E nessuna protesta, è severamente vietato, se l’acqua troppo spesso finisce in mare o se le dighe contengono meno di quanto potrebbero, “lo impongono le norme, noi non possiamo ignorare le regole”. Ma, collaudare gradualmente le dighe controllate non sarebbe possibile ed opportuno? Meglio non correre rischi e non decidere nulla. Così i tre impianti dell’Enel, ma bisogna attendere le reazioni dell’ente elettrico, sono destinati ad un progressivo depauperamento e, certamente, non arriveranno più i fondi destinati alla manutenzione delle tre centrali (una decina di milioni per il 2019) e quelli destinati al personale impiegato per il ciclo produttivo e le manutenzioni, un centinaio di persone. I sindacati sono preoccupati per questa improvvida decisione, ma si soffermano sugli aspetti delle manutenzioni e della salvaguardia dei posti di lavoro.
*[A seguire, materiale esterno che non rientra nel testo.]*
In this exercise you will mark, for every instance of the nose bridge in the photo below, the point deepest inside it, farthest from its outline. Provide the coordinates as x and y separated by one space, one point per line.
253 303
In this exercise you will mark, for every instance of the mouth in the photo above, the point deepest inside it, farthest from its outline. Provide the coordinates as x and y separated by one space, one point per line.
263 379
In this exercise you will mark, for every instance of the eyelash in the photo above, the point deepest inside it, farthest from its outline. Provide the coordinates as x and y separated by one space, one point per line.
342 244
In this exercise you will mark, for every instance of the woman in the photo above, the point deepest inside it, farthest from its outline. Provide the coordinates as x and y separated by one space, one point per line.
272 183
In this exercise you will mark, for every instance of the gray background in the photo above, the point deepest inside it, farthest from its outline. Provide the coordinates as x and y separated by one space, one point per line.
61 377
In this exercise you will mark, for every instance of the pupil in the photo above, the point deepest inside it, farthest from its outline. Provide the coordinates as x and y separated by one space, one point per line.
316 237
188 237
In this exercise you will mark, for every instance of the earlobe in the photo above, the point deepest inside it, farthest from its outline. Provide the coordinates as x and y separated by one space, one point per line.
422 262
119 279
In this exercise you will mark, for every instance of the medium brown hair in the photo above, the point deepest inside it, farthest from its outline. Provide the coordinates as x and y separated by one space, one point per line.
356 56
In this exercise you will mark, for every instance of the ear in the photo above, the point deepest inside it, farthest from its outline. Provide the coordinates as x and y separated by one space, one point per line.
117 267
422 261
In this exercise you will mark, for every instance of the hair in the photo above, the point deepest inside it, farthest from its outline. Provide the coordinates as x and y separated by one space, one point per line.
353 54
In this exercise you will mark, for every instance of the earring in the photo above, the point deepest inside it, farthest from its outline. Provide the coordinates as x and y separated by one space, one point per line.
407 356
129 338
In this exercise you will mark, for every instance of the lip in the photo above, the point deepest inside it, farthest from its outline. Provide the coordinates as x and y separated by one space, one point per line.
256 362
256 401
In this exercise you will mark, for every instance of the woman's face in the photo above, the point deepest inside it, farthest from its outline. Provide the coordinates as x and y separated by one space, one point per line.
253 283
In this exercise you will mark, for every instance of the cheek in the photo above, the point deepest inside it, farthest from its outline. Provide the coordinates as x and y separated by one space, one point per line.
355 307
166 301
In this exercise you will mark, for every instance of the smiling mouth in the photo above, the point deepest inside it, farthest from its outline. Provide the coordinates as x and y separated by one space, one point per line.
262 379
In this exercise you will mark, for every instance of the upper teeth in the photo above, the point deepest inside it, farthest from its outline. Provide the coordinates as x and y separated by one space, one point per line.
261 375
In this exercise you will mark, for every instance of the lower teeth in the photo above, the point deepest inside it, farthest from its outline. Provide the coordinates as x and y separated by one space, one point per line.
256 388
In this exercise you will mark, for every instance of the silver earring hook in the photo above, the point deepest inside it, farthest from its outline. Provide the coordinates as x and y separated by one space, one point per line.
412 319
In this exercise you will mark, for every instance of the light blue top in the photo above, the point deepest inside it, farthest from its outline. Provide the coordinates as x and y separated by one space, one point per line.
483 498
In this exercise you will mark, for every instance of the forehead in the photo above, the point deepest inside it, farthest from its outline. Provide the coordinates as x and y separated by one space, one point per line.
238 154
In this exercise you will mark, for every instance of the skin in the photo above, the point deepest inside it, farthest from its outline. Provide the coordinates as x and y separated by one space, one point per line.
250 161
Esiste, però, anche il problema dei tributi che l’ente elettrico versava ai Comuni nei quali sorgono gli impianti, circa 4 milioni di euro l’anno, ed il rischio che diminuiscano drasticamente le produzioni di energia elettrica da fonti rinnovabili, l’unica che può garantire la riduzione dell’effetto serra ed il miglioramento della situazione ambientale. Ma tant’è, in Sardegna si parla di energia pulita, ma si continua a bruciare carbone, si invocano nuove tecnologie, ma il fotovoltaico, il termodinamico e l’eolico sono fortemente, irrazionalmente, osteggiati. Senza energia a basso costo, però, si torna ai nuraghi ed alle caverne, ad una preoccupante povertà. “…sed libera nos a Pigliaru. Amen”.